Add the ground beef, breaking it apart with a wooden spoon. Cook until no longer pink, about 5 to 6 minutes. Drain any excess fat if needed.
Stir in the Worcestershire sauce, Dijon mustard, smoked paprika, salt, and black pepper.
Pour in the beef broth and stir, scraping up any browned bits from the bottom of the pot to prevent a burn notice.
Add the cream of mushroom soup and stir until fully combined.
Scatter the uncooked egg noodles over the top. Do not stir. Gently press the noodles down so they are mostly submerged in the liquid.
Secure the lid and set the valve to Sealing. Cook on Manual High Pressure for 4 minutes.
Once the cook time is complete, do a Quick Release by carefully turning the valve to Venting. Wait for all the steam to release before opening the lid.
Stir the contents of the pot together. The sauce will look thin at first but will thicken as it sits.
Switch back to Saute mode on low. Stir in the sour cream and cook for 1 to 2 minutes, stirring constantly, until warmed through and creamy. Do not boil.
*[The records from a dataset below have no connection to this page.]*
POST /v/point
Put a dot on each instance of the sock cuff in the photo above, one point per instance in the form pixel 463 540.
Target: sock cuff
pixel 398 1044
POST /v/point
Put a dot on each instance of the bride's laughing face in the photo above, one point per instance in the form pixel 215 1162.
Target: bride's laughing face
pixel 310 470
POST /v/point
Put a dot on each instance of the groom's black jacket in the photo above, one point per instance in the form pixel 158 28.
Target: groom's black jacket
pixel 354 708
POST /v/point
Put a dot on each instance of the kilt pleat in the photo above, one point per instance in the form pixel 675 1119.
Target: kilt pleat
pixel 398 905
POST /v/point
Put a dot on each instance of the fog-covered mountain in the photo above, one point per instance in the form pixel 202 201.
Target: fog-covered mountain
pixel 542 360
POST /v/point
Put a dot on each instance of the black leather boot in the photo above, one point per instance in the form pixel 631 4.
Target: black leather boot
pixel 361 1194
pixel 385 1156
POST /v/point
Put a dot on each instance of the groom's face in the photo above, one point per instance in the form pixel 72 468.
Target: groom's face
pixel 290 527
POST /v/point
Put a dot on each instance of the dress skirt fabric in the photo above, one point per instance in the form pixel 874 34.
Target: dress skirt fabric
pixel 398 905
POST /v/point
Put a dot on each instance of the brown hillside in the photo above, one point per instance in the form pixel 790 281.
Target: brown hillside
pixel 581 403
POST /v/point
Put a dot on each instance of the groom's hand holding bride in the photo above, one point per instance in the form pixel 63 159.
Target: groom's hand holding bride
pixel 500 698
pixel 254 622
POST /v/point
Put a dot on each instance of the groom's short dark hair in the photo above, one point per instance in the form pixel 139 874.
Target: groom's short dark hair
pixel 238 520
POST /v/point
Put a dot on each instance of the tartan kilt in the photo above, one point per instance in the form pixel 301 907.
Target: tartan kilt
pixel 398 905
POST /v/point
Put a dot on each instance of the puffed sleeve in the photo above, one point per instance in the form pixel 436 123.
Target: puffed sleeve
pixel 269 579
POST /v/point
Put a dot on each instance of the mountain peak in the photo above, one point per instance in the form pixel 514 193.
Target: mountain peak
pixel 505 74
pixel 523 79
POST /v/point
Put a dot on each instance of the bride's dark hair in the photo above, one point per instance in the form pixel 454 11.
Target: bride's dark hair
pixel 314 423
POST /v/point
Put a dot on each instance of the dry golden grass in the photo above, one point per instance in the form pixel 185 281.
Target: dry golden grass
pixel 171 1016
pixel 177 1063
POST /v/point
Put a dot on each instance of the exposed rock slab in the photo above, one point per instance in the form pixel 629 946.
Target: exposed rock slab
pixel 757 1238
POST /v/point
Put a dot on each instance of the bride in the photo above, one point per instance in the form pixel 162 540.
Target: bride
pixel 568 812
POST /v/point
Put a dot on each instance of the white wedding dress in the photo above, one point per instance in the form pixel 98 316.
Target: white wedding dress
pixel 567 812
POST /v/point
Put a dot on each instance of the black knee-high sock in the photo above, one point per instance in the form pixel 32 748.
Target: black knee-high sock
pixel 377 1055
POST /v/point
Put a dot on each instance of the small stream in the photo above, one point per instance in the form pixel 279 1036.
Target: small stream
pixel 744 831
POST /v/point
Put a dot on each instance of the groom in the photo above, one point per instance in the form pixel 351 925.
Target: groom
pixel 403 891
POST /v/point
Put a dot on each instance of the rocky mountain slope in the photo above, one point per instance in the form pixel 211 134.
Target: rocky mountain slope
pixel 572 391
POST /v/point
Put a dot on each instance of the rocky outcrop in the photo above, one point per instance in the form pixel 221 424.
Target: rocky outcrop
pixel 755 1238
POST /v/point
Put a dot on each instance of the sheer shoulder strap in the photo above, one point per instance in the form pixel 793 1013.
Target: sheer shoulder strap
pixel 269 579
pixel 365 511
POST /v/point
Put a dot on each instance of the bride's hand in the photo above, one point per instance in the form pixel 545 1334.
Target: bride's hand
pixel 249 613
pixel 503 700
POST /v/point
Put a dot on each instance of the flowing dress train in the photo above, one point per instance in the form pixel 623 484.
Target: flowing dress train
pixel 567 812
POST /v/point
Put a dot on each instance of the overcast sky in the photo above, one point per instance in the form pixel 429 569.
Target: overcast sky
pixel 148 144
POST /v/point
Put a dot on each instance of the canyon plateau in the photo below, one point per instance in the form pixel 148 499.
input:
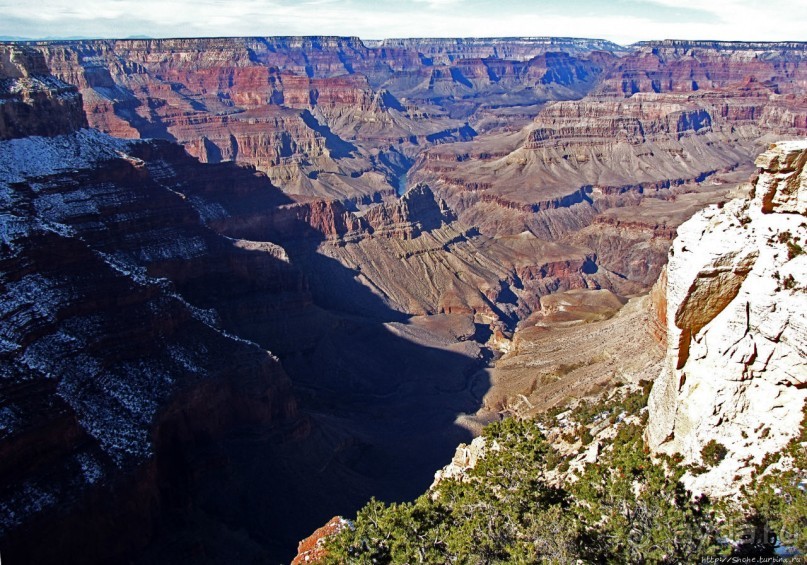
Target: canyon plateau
pixel 249 283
Taste and adjust seasoning as needed. Serve immediately, garnished with fresh parsley.
Serve this stroganoff straight from the pot, garnished generously with fresh chopped parsley. A simple green salad or steamed broccoli alongside keeps the meal balanced without adding any extra work.
Leftovers store well in an airtight container in the refrigerator for up to 4 days. When reheating, add a small splash of beef broth and stir well; this brings the sauce right back to its original creamy texture. This dish is not ideal for freezing since the sour cream and noodles lose their texture after thawing, but honestly, leftovers rarely last long enough to worry about it.